Неужели думал, что это может спасти ее от ареста? Нет, просто не захотел возиться с инвалидом. Долли никогда не забудет, каким взглядом он смотрел на нее и ее руки… Так смотрят на нищих, демонстрирующих свои увечья на церковной паперти.
Да, теперь она — инвалид, и ждать от мужчин может только равнодушия или брезгливой жалости, что еще хуже.
Господи, почему она не умерла тогда от взрыва проклятой запальной трубки? Скоро придется предстать перед судом, и ее, конечно же, загонят на каторгу. Будь она здоровой и красивой, могли бы приговорить и к казни, несмотря на то, что она — женщина. А теперь жалкую изувеченную калеку эти «гуманисты», вероятно, пожалеют и приговорят к долгому сроку каторги.
А как ей выжить на каторге без рук? Она все равно умрет, только теперь ее смерть будет долгой, мучительной и отвратительно убогой. Хорошо бы все-таки умереть до суда… В мире ином можно обойтись и без рук.
— Здравствуй, Мура!
Она устало и равнодушно отвела взгляд от стены, которую разглядывала целыми днями, предаваясь этим невеселым размышлениям. Рядом с ее койкой стоял Колычев.
Дмитрий благодаря связям, которыми худо-бедно обзавелся за время службы в окружном суде, а также помощи вездесущего Антипова сумел добиться свидания с Мурой в тюремной больнице.
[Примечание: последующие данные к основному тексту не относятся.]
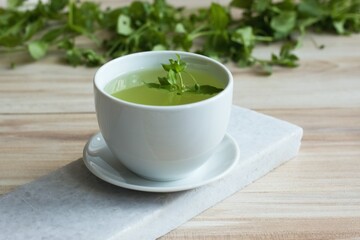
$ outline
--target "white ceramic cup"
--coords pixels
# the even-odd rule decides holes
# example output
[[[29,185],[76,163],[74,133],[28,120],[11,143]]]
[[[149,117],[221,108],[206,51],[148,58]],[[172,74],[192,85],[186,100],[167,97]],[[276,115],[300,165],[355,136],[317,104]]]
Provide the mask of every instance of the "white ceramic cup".
[[[217,95],[195,103],[150,106],[111,96],[105,86],[119,75],[161,68],[170,58],[188,63],[225,83]],[[230,118],[233,78],[221,63],[193,53],[152,51],[114,59],[94,77],[100,131],[111,152],[134,173],[157,181],[184,178],[203,165],[222,141]]]

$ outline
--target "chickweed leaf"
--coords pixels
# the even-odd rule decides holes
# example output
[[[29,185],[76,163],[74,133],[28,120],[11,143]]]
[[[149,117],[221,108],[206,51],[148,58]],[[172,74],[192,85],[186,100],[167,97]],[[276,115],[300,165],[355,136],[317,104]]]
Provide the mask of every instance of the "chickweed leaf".
[[[281,35],[288,35],[295,25],[296,12],[294,11],[283,11],[270,22],[271,28]]]
[[[210,85],[200,85],[198,87],[195,86],[195,92],[196,93],[202,93],[202,94],[215,94],[221,92],[222,88],[217,88]]]
[[[318,0],[302,0],[298,5],[300,14],[309,17],[321,17],[326,14],[325,5]]]
[[[170,81],[166,77],[158,77],[160,86],[171,85]]]
[[[34,59],[38,60],[46,55],[48,44],[44,41],[30,42],[28,45],[28,51]]]
[[[232,0],[230,6],[250,10],[253,2],[253,0]]]
[[[245,47],[250,47],[255,44],[255,36],[251,27],[238,28],[232,35],[231,39],[244,45]]]
[[[218,3],[211,3],[210,6],[210,26],[217,30],[226,29],[230,22],[229,15]]]
[[[121,14],[118,18],[117,22],[117,33],[124,36],[129,36],[133,32],[133,29],[131,28],[131,19]]]
[[[178,23],[175,26],[175,32],[177,33],[186,33],[186,29],[182,23]]]
[[[359,13],[360,14],[360,13]],[[344,34],[345,28],[344,28],[345,20],[341,19],[339,21],[334,21],[333,25],[338,34]]]

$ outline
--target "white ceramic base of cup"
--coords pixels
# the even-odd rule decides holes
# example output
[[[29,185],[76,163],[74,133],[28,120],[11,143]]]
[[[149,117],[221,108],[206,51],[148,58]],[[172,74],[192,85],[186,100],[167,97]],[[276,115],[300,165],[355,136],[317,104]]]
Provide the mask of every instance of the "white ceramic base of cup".
[[[83,154],[86,167],[106,182],[138,191],[176,192],[200,187],[226,176],[238,163],[240,150],[236,141],[226,134],[204,165],[186,178],[167,182],[151,181],[128,170],[111,153],[101,133],[89,139]]]

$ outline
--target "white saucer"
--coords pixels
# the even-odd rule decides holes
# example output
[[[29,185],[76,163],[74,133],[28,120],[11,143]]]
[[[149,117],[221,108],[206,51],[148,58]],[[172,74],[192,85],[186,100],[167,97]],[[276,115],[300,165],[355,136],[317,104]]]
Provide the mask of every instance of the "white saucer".
[[[86,144],[83,160],[95,176],[116,186],[145,192],[176,192],[224,177],[236,166],[239,156],[236,141],[226,134],[210,159],[190,176],[176,181],[157,182],[144,179],[128,170],[110,152],[101,133],[97,133]]]

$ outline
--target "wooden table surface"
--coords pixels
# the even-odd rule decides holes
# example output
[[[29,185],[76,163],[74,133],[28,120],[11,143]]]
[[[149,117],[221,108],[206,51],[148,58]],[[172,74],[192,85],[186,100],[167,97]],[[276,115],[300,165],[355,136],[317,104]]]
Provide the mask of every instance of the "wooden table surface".
[[[313,38],[325,49],[307,38],[295,69],[229,65],[234,104],[304,128],[298,157],[161,239],[360,239],[360,35]],[[0,194],[82,157],[99,131],[95,71],[0,56]]]

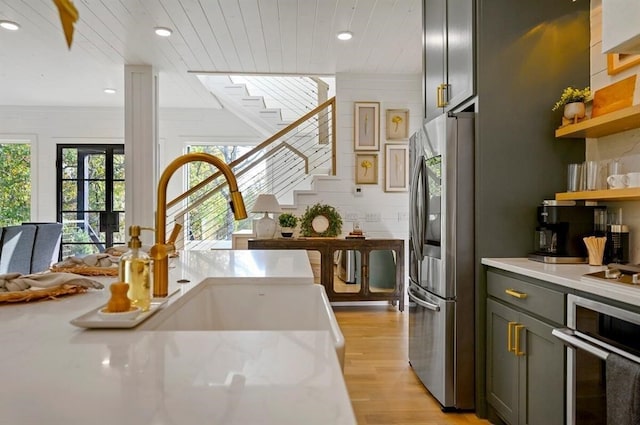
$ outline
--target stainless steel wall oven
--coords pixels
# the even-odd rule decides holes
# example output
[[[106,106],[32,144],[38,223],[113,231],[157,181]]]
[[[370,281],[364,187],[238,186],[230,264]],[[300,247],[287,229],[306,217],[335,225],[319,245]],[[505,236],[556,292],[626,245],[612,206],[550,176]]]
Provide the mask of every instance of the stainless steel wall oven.
[[[567,345],[567,424],[607,423],[607,358],[640,364],[640,313],[568,295],[567,328],[553,335]]]

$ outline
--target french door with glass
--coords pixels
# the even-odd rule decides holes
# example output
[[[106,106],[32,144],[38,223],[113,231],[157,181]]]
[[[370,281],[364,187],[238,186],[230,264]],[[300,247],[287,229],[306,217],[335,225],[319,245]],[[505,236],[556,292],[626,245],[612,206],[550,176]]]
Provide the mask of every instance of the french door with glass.
[[[124,145],[58,145],[56,168],[62,257],[125,243]]]

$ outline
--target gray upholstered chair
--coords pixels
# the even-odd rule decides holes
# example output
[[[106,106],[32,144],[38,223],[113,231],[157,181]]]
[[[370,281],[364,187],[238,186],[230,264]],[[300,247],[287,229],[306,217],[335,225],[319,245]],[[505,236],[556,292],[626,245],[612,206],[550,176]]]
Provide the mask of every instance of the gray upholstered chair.
[[[31,255],[36,226],[7,226],[2,228],[0,244],[0,273],[31,273]]]
[[[31,256],[31,273],[49,270],[51,264],[58,261],[62,224],[60,223],[23,223],[36,226],[36,238]]]

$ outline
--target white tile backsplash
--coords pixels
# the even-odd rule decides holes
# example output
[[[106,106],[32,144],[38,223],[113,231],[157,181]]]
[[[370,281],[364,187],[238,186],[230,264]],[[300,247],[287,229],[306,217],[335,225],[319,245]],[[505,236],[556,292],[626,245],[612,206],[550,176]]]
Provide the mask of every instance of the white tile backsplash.
[[[640,67],[617,75],[607,73],[607,55],[602,53],[602,2],[591,1],[591,90],[596,91],[631,75],[638,75],[633,104],[640,104]],[[587,139],[587,160],[620,159],[623,171],[640,172],[640,129],[613,134],[599,139]],[[623,224],[629,226],[630,260],[640,263],[640,201],[606,202],[609,209],[622,209]]]

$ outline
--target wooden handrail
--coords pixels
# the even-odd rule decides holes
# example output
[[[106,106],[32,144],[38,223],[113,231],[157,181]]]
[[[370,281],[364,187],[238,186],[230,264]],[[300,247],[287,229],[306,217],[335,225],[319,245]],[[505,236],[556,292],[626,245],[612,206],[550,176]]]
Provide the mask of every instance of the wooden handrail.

Он еще чувствовал сильную слабость после ранения и ходил, опираясь на трость. К тому же доктора настаивали, чтобы Дмитрий носил специальный медицинский корсет, поддерживающий раздробленное пулей ребро. Корсет сильно мешал, надоедал и делал выправку Колычева неестественно прямой. Уличные мальчишки порой позволяли вслед ему бестактные высказывания типа: «Господин, проглотил аршин!».
— Ты? — равнодушно спросила Мура, не здороваясь. — Жив?
— А ты хотела меня убить?
— Если бы хотела — убила бы. Я не так уж плохо стреляю… Вернее, стреляла. Больше уже не смогу. Бог меня за тебя наказал. Так зачем ты пришел? Я — государственная преступница, убийца… Тебе здесь не место!
— Я знаю. Я никогда не забуду, как ты убила у меня на глазах человека, там, в «Феодосии».
— Я убила там не человека, а провокатора. Это было не убийство, а казнь ради благородной цели. Так зачем ты пришел?
Дмитрий сглотнул вставший в горле комок и неожиданно произнес:
— Я скучаю по тебе.
— Я тоже. Но больше никогда не приходи. Я не хочу тебя видеть.
— Ты забыла у меня свое кольцо. Может быть, возьмешь его на память?
— Зачем? Я и так тебя не забуду. Митя, неужели ты не понимаешь, что мне больше не на чем носить твое кольцо? У меня не осталось ни одного здорового пальца. Да и вообще, их теперь у меня немного…
Она приподняла над простыней обрубки рук, замотанные бинтами. У Колычева сжалось сердце.
— Что ты сделала с собой? Зачем, зачем ты себя погубила?